Bague d'aluminium, bague grossière, bague fruste, bague naïve, petite bague du soldat, la matière dont tu as été faite n'a pas de poids, n'a pas de reflet, de clarté, n'a pas de valeur, et pourtant, petite bague de guerre, tu es sans prix.

Aux gros doigts rouges des paysannes, aux fins doigts blancs des jeunes femmes de la ville, aux gourds doigts ridés des vieilles mamans, tu as eu bien souvent plus de beauté qu'un riche joyau.

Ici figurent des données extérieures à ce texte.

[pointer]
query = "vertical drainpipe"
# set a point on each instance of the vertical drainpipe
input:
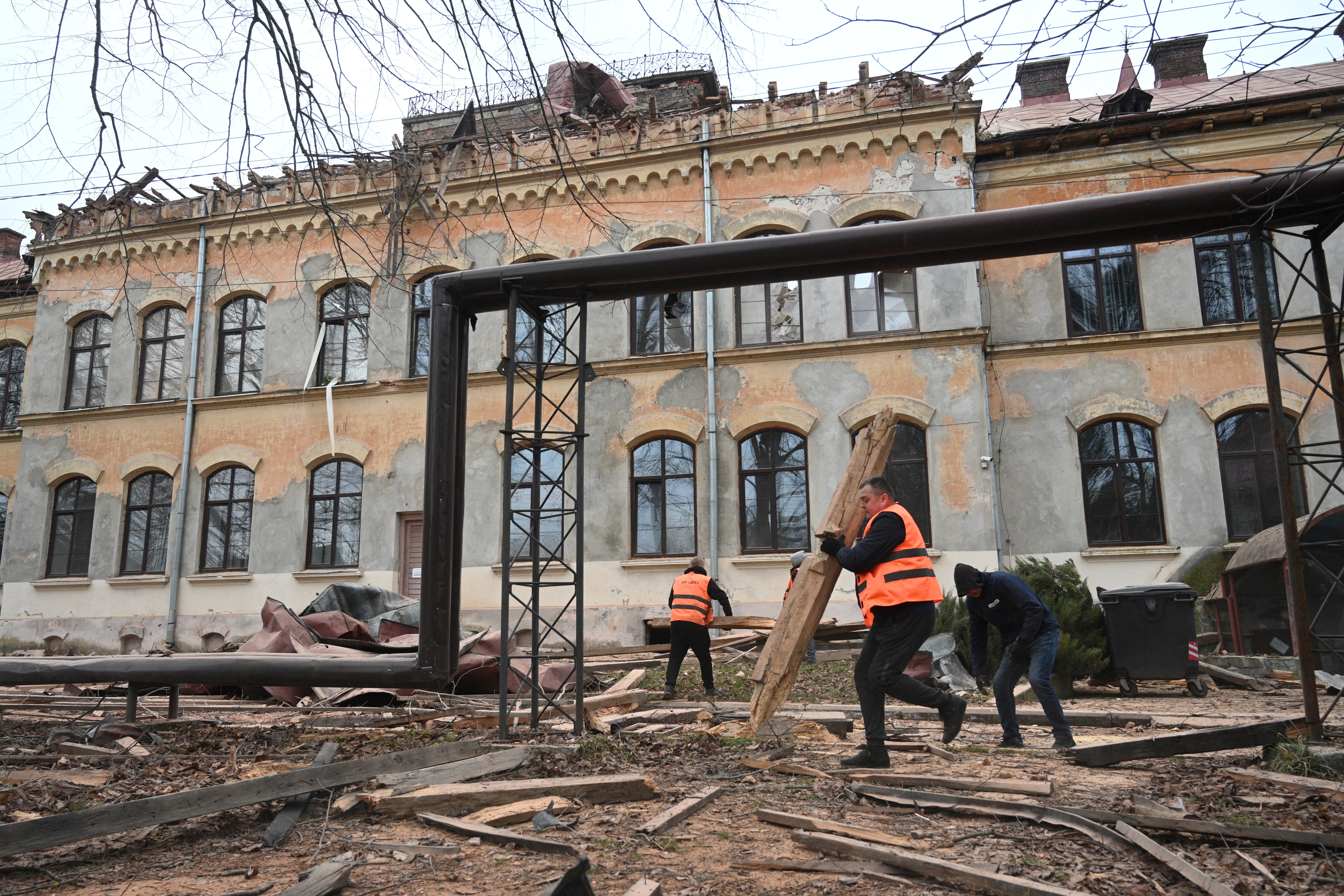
(984, 375)
(713, 402)
(189, 428)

Il en est, de ces bagues grises, qui ont été gardées, accrochées à une chaînette, cachées jalousement, chèrement, sur des poitrines de vierges, avec la même ferveur que s'y tiennent les médaillons enfermant des cheveux ou l'image d'un être aimé. Ces bagues, — ces bagues venues d'un mort souvent, — ont eu le pieux prestige des scapulaires sur la gorge des dévotes...

Petite bague aux formes simples, au chaton puérilement enluminé ou enfantinement ouvragé, tu ne vaux pas dix sous, et pourtant tu n'as pas de prix...

Les larmes que souvent on a versées sur toi sont autrement précieuses que la perle du plus riche Orient, que le diamant de la plus belle eau.

Chère petite bague grise du soldat...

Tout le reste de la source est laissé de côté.